In some examples, for the method 300 and other processes and methods disclosed herein, each block may represent circuitry that is wired to perform the specific logical functions in the process.

At block 302, the method 300 includes receiving a speech signal. The speech signal may be similar to the inputs 140, 160, and/or 170, of the FIGS. 1B-1E. For example, a device that includes one or more processors may receive the speech signal via an input interface similar to the input interface 102 of the device 100.

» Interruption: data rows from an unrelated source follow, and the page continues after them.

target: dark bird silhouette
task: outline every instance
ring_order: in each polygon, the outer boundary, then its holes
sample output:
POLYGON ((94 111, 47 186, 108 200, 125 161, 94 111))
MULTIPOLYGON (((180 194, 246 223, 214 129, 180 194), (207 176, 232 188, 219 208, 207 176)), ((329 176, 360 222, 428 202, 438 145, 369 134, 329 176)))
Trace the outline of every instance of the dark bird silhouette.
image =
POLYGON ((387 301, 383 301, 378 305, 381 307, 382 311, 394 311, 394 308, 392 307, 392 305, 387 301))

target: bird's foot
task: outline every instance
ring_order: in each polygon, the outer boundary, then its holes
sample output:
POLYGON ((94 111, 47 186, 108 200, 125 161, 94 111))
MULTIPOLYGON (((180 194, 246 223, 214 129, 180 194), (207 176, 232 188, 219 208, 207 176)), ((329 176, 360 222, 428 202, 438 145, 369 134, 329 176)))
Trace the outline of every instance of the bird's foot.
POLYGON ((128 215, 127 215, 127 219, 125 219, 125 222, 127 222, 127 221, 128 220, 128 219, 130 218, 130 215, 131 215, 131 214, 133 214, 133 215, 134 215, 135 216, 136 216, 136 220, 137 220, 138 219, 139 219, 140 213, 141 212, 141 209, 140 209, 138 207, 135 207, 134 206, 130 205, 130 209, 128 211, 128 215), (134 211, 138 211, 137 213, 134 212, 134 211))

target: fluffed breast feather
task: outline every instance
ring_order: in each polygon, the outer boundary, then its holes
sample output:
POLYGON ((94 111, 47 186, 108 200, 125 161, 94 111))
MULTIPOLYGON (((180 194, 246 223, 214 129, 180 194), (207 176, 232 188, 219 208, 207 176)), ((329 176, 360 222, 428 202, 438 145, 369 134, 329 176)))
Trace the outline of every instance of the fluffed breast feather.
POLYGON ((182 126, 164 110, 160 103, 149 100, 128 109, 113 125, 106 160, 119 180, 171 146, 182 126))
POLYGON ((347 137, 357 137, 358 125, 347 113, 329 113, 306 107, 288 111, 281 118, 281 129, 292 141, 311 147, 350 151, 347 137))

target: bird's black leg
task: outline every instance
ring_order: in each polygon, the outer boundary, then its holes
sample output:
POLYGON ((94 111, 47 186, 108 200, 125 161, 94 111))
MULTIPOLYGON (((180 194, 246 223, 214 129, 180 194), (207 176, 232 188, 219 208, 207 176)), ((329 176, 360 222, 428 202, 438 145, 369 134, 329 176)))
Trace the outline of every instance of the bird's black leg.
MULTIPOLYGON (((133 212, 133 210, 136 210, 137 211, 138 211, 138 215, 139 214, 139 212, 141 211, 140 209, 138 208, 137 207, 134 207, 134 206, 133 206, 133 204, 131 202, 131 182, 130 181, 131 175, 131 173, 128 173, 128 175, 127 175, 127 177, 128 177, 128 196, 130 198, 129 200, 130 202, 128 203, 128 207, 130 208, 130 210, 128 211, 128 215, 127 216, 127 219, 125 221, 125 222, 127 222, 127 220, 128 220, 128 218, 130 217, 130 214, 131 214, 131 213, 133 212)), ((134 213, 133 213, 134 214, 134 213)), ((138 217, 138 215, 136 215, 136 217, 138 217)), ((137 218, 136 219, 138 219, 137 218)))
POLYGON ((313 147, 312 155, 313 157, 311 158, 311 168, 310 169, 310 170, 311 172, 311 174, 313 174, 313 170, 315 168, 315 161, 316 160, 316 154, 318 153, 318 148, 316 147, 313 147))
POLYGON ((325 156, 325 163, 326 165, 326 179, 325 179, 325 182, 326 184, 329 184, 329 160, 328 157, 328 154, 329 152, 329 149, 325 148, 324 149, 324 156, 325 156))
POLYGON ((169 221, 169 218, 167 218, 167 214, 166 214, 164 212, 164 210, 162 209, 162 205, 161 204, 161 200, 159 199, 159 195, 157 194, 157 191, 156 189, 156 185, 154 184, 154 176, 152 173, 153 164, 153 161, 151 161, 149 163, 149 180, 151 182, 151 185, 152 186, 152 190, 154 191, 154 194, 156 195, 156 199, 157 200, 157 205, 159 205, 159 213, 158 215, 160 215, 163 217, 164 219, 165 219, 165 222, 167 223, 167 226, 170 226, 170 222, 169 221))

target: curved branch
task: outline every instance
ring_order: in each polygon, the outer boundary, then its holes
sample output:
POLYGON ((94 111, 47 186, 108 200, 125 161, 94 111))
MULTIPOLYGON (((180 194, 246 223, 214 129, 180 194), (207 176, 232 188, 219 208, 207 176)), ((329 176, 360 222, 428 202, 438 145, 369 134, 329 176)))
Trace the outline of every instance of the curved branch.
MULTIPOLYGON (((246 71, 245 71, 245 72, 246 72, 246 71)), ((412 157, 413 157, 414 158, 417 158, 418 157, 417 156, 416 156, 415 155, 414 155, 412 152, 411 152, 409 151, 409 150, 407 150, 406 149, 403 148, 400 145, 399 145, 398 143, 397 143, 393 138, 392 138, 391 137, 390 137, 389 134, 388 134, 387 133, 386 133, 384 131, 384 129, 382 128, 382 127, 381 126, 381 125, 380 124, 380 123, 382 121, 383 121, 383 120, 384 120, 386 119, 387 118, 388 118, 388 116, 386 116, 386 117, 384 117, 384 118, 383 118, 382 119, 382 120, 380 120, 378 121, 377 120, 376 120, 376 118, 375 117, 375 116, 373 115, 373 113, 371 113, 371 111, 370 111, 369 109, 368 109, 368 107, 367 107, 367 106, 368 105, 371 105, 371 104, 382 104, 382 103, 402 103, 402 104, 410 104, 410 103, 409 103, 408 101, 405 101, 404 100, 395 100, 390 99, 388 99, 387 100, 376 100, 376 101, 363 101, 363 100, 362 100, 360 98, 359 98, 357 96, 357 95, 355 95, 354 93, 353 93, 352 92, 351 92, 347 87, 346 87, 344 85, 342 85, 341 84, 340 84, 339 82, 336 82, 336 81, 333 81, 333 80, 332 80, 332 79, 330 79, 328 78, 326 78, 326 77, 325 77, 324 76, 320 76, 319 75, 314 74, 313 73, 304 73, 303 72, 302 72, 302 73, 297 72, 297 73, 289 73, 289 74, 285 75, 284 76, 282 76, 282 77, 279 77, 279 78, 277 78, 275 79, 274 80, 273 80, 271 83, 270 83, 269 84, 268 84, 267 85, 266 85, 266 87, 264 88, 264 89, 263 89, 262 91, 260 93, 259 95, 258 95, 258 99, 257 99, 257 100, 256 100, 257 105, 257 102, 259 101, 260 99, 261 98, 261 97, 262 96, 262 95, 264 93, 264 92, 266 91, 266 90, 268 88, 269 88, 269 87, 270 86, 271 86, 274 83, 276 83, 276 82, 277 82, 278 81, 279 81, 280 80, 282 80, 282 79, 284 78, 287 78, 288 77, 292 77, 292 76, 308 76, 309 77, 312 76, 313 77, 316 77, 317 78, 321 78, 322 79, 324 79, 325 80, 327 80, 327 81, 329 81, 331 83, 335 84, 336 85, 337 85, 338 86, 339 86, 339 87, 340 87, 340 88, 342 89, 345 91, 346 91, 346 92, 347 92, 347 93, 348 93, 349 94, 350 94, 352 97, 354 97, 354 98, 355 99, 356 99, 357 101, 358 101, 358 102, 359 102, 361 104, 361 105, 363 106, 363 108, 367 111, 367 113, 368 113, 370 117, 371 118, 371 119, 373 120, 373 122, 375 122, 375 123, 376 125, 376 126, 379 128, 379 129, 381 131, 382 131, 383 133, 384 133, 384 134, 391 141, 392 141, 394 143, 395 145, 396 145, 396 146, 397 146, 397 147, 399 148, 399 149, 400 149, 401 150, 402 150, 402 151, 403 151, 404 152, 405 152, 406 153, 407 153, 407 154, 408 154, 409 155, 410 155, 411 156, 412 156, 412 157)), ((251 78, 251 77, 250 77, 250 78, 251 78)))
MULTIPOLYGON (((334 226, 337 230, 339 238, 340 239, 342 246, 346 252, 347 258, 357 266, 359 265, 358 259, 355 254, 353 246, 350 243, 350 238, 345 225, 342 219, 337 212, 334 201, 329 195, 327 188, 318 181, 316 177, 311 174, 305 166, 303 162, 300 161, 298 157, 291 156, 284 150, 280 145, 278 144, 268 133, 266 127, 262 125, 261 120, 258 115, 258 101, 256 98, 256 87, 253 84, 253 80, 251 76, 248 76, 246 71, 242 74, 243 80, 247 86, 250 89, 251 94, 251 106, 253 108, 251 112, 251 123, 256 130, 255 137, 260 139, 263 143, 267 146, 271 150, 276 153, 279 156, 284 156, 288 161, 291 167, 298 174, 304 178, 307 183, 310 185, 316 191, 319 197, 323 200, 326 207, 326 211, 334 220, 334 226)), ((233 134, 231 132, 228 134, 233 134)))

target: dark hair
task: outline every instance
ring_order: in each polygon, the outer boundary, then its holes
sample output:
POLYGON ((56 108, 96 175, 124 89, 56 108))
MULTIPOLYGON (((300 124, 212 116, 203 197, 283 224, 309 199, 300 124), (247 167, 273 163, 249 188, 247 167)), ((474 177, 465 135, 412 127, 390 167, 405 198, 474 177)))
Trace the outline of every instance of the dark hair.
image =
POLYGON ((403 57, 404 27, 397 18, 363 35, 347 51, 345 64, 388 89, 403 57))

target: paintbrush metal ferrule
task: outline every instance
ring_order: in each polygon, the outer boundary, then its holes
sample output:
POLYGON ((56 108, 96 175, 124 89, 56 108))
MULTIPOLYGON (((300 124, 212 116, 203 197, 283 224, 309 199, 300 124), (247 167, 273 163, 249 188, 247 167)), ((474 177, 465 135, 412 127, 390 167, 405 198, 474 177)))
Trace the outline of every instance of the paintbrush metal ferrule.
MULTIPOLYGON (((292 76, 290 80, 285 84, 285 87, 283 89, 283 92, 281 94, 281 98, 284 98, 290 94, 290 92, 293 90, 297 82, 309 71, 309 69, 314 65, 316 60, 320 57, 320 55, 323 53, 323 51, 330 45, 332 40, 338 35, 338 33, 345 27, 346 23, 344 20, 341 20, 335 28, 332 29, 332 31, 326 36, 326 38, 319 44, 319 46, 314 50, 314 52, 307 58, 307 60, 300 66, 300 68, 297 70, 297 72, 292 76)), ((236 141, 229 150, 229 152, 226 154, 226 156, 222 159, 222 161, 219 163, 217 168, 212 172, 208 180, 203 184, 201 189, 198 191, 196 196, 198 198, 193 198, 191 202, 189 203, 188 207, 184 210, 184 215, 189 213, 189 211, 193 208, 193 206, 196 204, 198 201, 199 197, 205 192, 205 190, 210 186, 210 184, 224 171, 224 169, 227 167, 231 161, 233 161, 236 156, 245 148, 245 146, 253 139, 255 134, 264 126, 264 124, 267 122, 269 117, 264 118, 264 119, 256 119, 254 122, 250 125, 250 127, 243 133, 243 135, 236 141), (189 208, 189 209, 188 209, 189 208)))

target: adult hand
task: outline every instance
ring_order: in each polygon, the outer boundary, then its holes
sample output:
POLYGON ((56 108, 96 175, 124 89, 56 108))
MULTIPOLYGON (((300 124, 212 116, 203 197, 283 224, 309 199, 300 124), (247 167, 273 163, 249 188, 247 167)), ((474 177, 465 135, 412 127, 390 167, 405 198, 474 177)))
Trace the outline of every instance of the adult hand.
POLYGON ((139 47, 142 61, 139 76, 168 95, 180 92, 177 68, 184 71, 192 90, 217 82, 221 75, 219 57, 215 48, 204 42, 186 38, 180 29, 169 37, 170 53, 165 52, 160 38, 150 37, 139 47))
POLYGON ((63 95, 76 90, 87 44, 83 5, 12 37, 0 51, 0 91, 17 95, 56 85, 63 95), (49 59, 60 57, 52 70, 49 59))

At block 304, the method 300 includes determining acoustic feature parameters for the speech signal. The acoustic feature parameters may include phase data. The acoustic feature parameters may be determined similarly to the acoustic feature dataset 120 determined by the speech analysis module 112. For example, the phase data may be based on measured phase values at harmonic frequencies and/or quasi-harmonics of the speech signal.

Further, in some examples, the method 300 may include determining the phase data based on the phase data being associated with reference time-instants of a glottal cycle in the speech signal. For example, similarly to the speech analysis module 112, the reference time-instances may correspond to glottal closure time-instants.

Further, in some examples, the method 300 may include determining circular space representations for the phase data based on an alignment of the phase data with given axes of the circular space representations. For example, a given circular space representation may correspond to a unit circle (e.g., [0, 2π] space) and the phase data may be associated with a distance from an origin axis of the unit circle. Thus, in some examples, the method 300 may include aligning the phase data such that the phase data is invariant to translation to facilitate statistical speech processing of the phase data.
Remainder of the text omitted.